If you have the right security architecture in place, you don’t need to fear adding more devices or solutions from any provider, or increased employee risk. While a traditional security architecture would allow external attackers to access any asset inside its security walls, a zero trust architecture would isolate the device being attacked and prevent it from providing access to anything else. So there is no fear in adding a greater number of IoT devices, for example, around the office or at home, in order to provide generative AI assistance to staff. Even if one is compromised by either a proactive attack from

external players or an accidental security issue caused by an employee, the zero trust architecture allows those devices to be isolated from the wider intranet and minimize the attack surface.
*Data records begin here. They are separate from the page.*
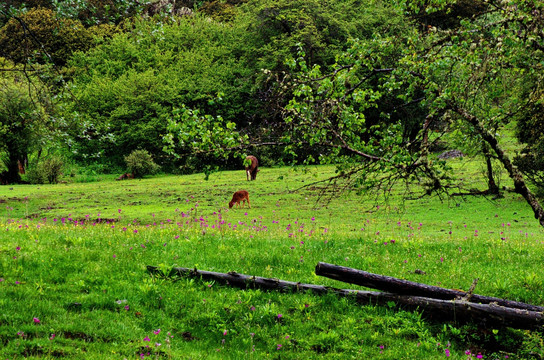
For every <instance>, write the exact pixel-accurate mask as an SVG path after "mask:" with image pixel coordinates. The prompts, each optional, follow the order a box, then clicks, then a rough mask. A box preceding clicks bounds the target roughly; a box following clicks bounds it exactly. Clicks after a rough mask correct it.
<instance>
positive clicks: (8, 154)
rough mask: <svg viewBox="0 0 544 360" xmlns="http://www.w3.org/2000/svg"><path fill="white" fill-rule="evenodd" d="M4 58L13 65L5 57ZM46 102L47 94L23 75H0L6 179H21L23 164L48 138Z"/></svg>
mask: <svg viewBox="0 0 544 360" xmlns="http://www.w3.org/2000/svg"><path fill="white" fill-rule="evenodd" d="M0 62H1V63H2V65H4V66H13V65H12V64H9V63H8V62H6V61H5V60H4V59H0ZM12 68H13V67H12ZM14 69H17V68H14ZM46 103H47V98H46V97H45V95H44V94H43V93H41V92H39V91H37V90H36V89H35V88H33V87H32V86H31V84H29V83H28V82H27V80H26V79H23V78H21V77H20V76H19V75H13V74H8V75H5V76H4V77H2V78H0V153H3V155H4V156H3V157H2V159H1V160H2V162H3V165H4V167H5V168H6V169H7V170H6V174H5V176H3V177H4V180H5V181H7V182H10V183H11V182H18V181H19V180H20V177H19V167H18V166H19V164H23V163H24V162H25V161H26V159H27V155H28V154H29V153H30V152H31V151H33V150H38V149H40V148H41V146H42V145H43V143H44V141H46V140H47V139H48V136H49V131H48V129H47V127H46V126H45V125H46V119H47V116H46V114H45V111H44V104H46Z"/></svg>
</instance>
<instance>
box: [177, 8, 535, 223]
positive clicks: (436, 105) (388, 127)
mask: <svg viewBox="0 0 544 360" xmlns="http://www.w3.org/2000/svg"><path fill="white" fill-rule="evenodd" d="M429 3H430V4H432V6H433V7H434V8H433V9H431V10H433V11H435V10H443V9H445V7H446V6H447V4H448V2H446V1H440V0H435V1H431V2H423V1H413V2H411V4H416V5H419V6H416V7H415V9H419V8H420V7H421V8H425V7H424V5H428V4H429ZM489 4H490V9H491V10H490V11H488V12H486V13H483V14H481V15H480V16H475V17H473V18H471V19H470V20H462V21H461V22H460V26H459V27H458V28H455V29H453V30H452V29H449V30H440V29H431V31H425V32H423V33H422V32H421V31H419V30H418V29H417V28H416V27H414V29H413V30H412V31H411V32H406V33H404V34H403V38H400V37H399V36H396V37H389V36H375V37H374V38H373V39H371V40H363V41H355V42H354V43H353V45H352V46H351V47H350V48H349V49H348V50H347V51H346V52H345V53H344V54H343V55H342V56H338V57H337V59H338V62H337V63H336V64H335V65H334V66H333V67H332V70H327V69H323V68H322V67H320V66H319V65H311V64H308V63H307V61H306V59H307V57H306V56H304V55H305V54H304V52H301V54H300V55H301V56H299V57H298V58H295V59H293V60H291V61H290V62H289V65H290V66H291V68H292V69H293V72H292V73H293V75H292V79H291V80H286V82H285V83H283V84H281V85H282V86H284V87H285V86H291V93H292V94H293V96H292V98H291V100H290V102H289V105H288V106H287V108H286V110H287V111H288V116H287V117H286V118H285V126H284V127H283V128H282V132H281V137H280V141H281V142H283V143H284V144H285V150H286V151H287V152H290V153H294V152H295V151H296V148H297V147H301V146H309V147H313V148H320V147H324V148H326V149H329V152H328V153H325V154H320V155H319V157H318V158H317V159H316V160H319V161H320V162H322V163H324V162H335V163H339V171H340V173H339V177H340V178H344V179H346V180H349V181H352V182H355V184H358V185H360V186H363V187H372V188H376V187H378V188H381V189H385V190H387V189H389V187H390V186H391V185H392V184H393V183H394V182H396V181H398V180H405V181H407V183H408V184H409V183H412V182H414V181H415V182H417V183H424V184H425V188H426V192H427V193H429V194H430V193H434V192H436V193H438V194H440V193H441V192H442V191H444V190H448V188H451V187H452V186H455V187H456V188H457V187H459V186H463V184H462V181H461V180H462V179H456V178H455V174H454V173H452V172H451V171H449V169H448V167H447V166H446V164H445V163H444V162H443V161H438V160H437V159H436V157H435V155H433V154H432V152H431V145H432V144H433V143H436V142H437V141H439V140H441V139H444V138H445V136H446V135H447V136H448V137H450V138H453V139H454V140H455V139H457V141H459V139H466V140H468V141H470V142H472V143H474V144H479V146H478V147H479V148H481V149H482V153H483V155H484V156H483V158H487V157H489V156H493V157H494V158H496V160H497V161H498V162H500V164H501V165H502V166H503V167H504V169H505V170H506V172H507V173H508V175H509V176H510V178H511V180H512V182H513V184H514V189H515V191H516V192H518V193H519V194H520V195H522V196H523V197H524V198H525V200H526V201H527V203H528V204H529V205H530V206H531V208H532V209H533V212H534V214H535V218H536V219H538V221H539V222H540V223H541V224H542V225H543V226H544V210H543V209H542V206H541V205H540V203H539V202H538V199H537V198H536V197H535V196H534V194H533V192H532V191H531V190H530V188H529V187H528V185H527V183H526V181H525V179H524V176H523V174H522V173H521V172H520V171H519V170H518V169H517V168H516V167H515V166H513V164H512V157H511V156H510V155H508V153H507V151H506V150H505V147H504V146H503V144H502V142H501V139H500V137H499V135H498V133H500V130H501V129H502V128H503V127H504V126H506V125H508V124H510V123H511V122H512V121H513V120H514V119H515V115H516V114H519V113H520V112H522V111H523V110H524V109H527V108H528V107H530V105H531V103H532V102H534V99H532V98H531V97H524V96H523V91H520V90H522V89H524V84H525V83H526V82H527V81H528V80H529V81H530V82H531V83H532V84H541V83H542V71H541V69H540V63H541V62H540V61H535V59H537V60H538V59H542V56H543V52H542V50H543V48H542V43H544V41H543V40H544V39H543V38H542V37H543V36H544V33H543V32H542V30H541V29H543V28H544V26H542V25H544V24H542V22H543V19H544V17H543V16H541V12H542V9H541V8H540V7H539V5H537V4H534V3H529V2H525V1H512V2H509V3H508V4H506V3H504V2H501V1H496V2H495V1H489ZM413 9H414V8H412V10H413ZM427 10H429V8H427ZM391 59H394V64H392V66H388V65H391V64H390V63H389V62H388V61H391ZM389 93H394V94H395V95H396V96H397V98H398V99H399V100H401V101H402V104H401V105H397V106H396V107H395V108H403V107H406V106H411V105H413V104H418V107H419V108H420V109H424V110H425V116H423V117H416V118H415V119H414V120H415V121H416V122H419V129H420V130H419V131H418V133H417V135H416V136H415V137H412V136H409V137H407V136H406V133H407V132H406V121H405V120H404V119H400V118H399V120H398V121H396V122H395V121H391V119H393V118H392V117H391V116H390V114H389V113H387V112H380V118H379V121H368V120H372V119H371V118H370V117H368V116H367V114H369V112H370V111H371V110H372V109H373V108H376V109H383V107H382V104H381V100H382V99H383V98H384V97H385V96H386V95H387V94H389ZM395 108H394V109H392V110H396V109H395ZM178 136H180V135H179V134H178ZM181 136H182V137H183V136H184V135H181ZM249 144H251V141H250V143H249ZM249 144H248V145H249ZM222 145H224V144H223V143H221V142H219V143H218V144H217V145H216V146H217V147H221V146H222ZM486 152H487V153H488V156H485V153H486ZM310 160H311V159H310Z"/></svg>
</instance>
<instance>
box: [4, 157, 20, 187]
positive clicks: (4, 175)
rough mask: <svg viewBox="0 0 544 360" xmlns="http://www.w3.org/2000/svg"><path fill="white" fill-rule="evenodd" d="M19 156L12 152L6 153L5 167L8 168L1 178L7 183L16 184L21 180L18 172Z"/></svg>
mask: <svg viewBox="0 0 544 360" xmlns="http://www.w3.org/2000/svg"><path fill="white" fill-rule="evenodd" d="M19 158H20V157H19V156H18V154H15V153H13V152H10V153H9V155H8V161H7V163H6V167H7V168H8V169H7V171H6V172H4V174H3V176H2V178H3V180H4V181H5V182H6V183H8V184H17V183H20V182H21V175H20V174H19Z"/></svg>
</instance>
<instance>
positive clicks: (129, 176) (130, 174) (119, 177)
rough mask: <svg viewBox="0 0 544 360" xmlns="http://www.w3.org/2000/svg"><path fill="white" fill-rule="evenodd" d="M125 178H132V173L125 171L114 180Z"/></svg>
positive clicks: (121, 179)
mask: <svg viewBox="0 0 544 360" xmlns="http://www.w3.org/2000/svg"><path fill="white" fill-rule="evenodd" d="M125 179H134V175H133V174H130V173H126V174H123V175H121V176H119V177H118V178H117V179H115V180H125Z"/></svg>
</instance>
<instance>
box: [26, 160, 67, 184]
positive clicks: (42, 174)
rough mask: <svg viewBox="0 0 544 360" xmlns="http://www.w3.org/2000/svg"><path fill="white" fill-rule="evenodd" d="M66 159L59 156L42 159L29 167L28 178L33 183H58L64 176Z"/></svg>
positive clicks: (49, 183)
mask: <svg viewBox="0 0 544 360" xmlns="http://www.w3.org/2000/svg"><path fill="white" fill-rule="evenodd" d="M63 168H64V161H63V160H62V159H61V158H60V157H58V156H50V157H48V158H46V159H43V160H40V161H39V162H38V163H37V164H36V165H33V166H31V167H30V168H29V169H28V172H27V175H26V178H27V180H28V181H29V182H30V183H31V184H46V183H49V184H56V183H58V182H59V178H60V177H61V176H62V170H63Z"/></svg>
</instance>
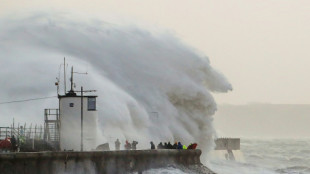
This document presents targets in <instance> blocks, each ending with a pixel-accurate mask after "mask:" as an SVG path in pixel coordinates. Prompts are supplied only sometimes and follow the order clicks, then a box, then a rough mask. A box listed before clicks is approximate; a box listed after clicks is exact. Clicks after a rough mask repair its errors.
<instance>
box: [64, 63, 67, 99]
mask: <svg viewBox="0 0 310 174" xmlns="http://www.w3.org/2000/svg"><path fill="white" fill-rule="evenodd" d="M64 91H65V95H66V91H67V85H66V58H65V57H64Z"/></svg>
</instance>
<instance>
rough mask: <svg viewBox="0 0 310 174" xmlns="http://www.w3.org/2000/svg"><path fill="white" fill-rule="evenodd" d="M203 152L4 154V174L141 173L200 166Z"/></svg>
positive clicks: (46, 152)
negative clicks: (154, 169) (199, 165)
mask: <svg viewBox="0 0 310 174" xmlns="http://www.w3.org/2000/svg"><path fill="white" fill-rule="evenodd" d="M200 155H201V150H132V151H125V150H123V151H92V152H33V153H31V152H27V153H7V154H0V173H1V174H65V173H70V174H71V173H72V174H79V173H80V174H83V173H88V174H105V173H113V174H114V173H128V172H139V173H142V172H143V171H144V170H147V169H150V168H159V167H166V166H169V165H170V164H178V165H184V166H190V165H196V164H200Z"/></svg>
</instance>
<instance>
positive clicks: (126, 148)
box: [125, 140, 131, 150]
mask: <svg viewBox="0 0 310 174" xmlns="http://www.w3.org/2000/svg"><path fill="white" fill-rule="evenodd" d="M125 149H126V150H130V149H131V144H130V143H129V142H128V141H127V140H126V144H125Z"/></svg>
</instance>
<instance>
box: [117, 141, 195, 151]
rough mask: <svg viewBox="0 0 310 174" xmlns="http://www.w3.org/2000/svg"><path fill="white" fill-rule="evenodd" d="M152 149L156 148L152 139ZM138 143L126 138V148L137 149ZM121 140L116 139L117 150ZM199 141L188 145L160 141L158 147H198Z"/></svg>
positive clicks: (128, 149) (119, 147)
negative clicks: (152, 141) (130, 141)
mask: <svg viewBox="0 0 310 174" xmlns="http://www.w3.org/2000/svg"><path fill="white" fill-rule="evenodd" d="M150 143H151V149H156V147H155V144H154V143H153V142H152V141H151V142H150ZM137 144H138V141H132V143H129V141H128V140H126V143H125V145H124V149H125V150H137ZM120 147H121V142H120V141H119V139H117V140H116V141H115V150H120ZM196 147H197V143H191V144H190V145H188V146H186V145H183V144H182V143H181V142H175V143H174V144H171V143H170V142H168V143H167V142H165V143H162V142H160V143H159V144H158V145H157V149H196Z"/></svg>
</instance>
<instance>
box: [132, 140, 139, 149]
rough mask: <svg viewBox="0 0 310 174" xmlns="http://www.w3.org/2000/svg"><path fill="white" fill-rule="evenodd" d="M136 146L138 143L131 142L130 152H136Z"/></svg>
mask: <svg viewBox="0 0 310 174" xmlns="http://www.w3.org/2000/svg"><path fill="white" fill-rule="evenodd" d="M137 144H138V141H133V142H132V143H131V147H132V150H136V149H137Z"/></svg>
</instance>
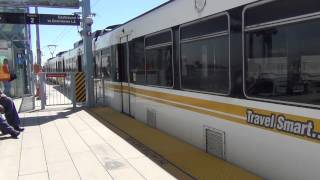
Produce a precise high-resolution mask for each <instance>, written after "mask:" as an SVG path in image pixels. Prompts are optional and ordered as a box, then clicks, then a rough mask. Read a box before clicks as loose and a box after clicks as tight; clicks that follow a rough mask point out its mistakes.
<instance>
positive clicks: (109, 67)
mask: <svg viewBox="0 0 320 180" xmlns="http://www.w3.org/2000/svg"><path fill="white" fill-rule="evenodd" d="M101 65H102V66H101V73H102V74H103V76H104V78H105V79H107V80H111V79H112V76H111V71H112V63H111V49H110V48H106V49H103V50H102V53H101Z"/></svg>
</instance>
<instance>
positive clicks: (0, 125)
mask: <svg viewBox="0 0 320 180" xmlns="http://www.w3.org/2000/svg"><path fill="white" fill-rule="evenodd" d="M0 131H1V132H2V134H10V135H11V136H12V137H14V138H17V137H18V136H19V134H20V132H19V131H16V130H14V129H13V127H11V126H10V125H9V124H8V123H7V122H6V121H5V120H4V119H3V118H2V117H0Z"/></svg>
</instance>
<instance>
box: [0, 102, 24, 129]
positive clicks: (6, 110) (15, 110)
mask: <svg viewBox="0 0 320 180" xmlns="http://www.w3.org/2000/svg"><path fill="white" fill-rule="evenodd" d="M0 104H1V105H2V106H3V107H4V108H5V111H4V112H5V116H6V120H7V121H8V123H9V124H10V125H11V126H12V127H14V129H15V130H18V131H23V130H24V129H23V128H21V127H20V123H21V122H20V118H19V115H18V112H17V110H16V107H15V105H14V102H13V101H12V100H11V98H8V97H1V98H0Z"/></svg>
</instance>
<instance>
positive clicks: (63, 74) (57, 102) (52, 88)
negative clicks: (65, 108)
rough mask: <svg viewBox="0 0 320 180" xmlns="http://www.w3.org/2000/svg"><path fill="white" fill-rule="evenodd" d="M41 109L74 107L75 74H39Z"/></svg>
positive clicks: (75, 106)
mask: <svg viewBox="0 0 320 180" xmlns="http://www.w3.org/2000/svg"><path fill="white" fill-rule="evenodd" d="M39 76H40V98H41V109H45V106H53V105H73V107H76V94H75V92H76V83H75V76H76V73H66V72H56V73H52V72H50V73H49V72H43V73H40V75H39Z"/></svg>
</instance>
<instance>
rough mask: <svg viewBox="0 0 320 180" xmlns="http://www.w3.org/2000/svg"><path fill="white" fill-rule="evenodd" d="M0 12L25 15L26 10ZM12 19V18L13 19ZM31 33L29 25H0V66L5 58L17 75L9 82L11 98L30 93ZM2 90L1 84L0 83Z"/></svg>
mask: <svg viewBox="0 0 320 180" xmlns="http://www.w3.org/2000/svg"><path fill="white" fill-rule="evenodd" d="M0 12H10V13H27V12H29V9H28V8H15V7H0ZM13 18H14V17H13ZM30 42H31V33H30V25H26V24H1V26H0V65H1V64H3V60H4V59H5V58H6V59H8V60H9V68H10V71H11V72H12V73H15V74H16V75H17V79H16V80H14V81H12V82H11V89H10V92H11V96H13V97H21V96H23V95H24V94H29V93H30V88H31V84H30V83H31V68H32V63H33V62H32V52H31V43H30ZM0 87H1V88H3V83H0Z"/></svg>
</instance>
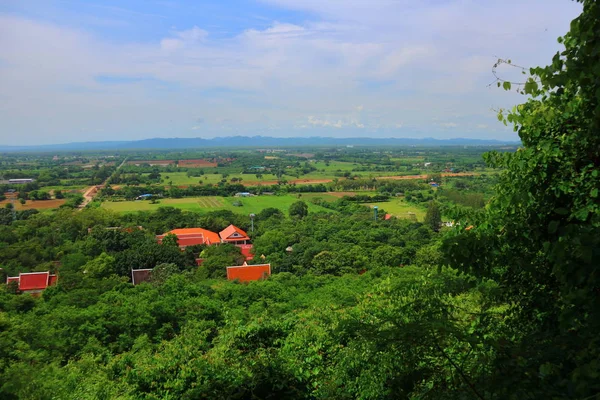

Generative AI can also be a support to security teams as mentioned above. Using the wide and varied amount of contextual data available to it, AI can make human-like decisions at a much higher speed and scale than a human would be able to operate. It will enable cybersecurity teams to be more agile than before.

Conclusion

There may still be much more to come, but the promise of ChatGPT and the generative AI technology is evident to many businesses. For early adopters who are already finding ways to implement it within security and business teams might be able to reap the benefits in the present. But with any new technology, there will always be dangers from the outside looking to exploit any weakness in the solution, so you need to ensure you have a security architecture that is capable of adapting quickly to new products and can ensure the digital transformation process is seamless.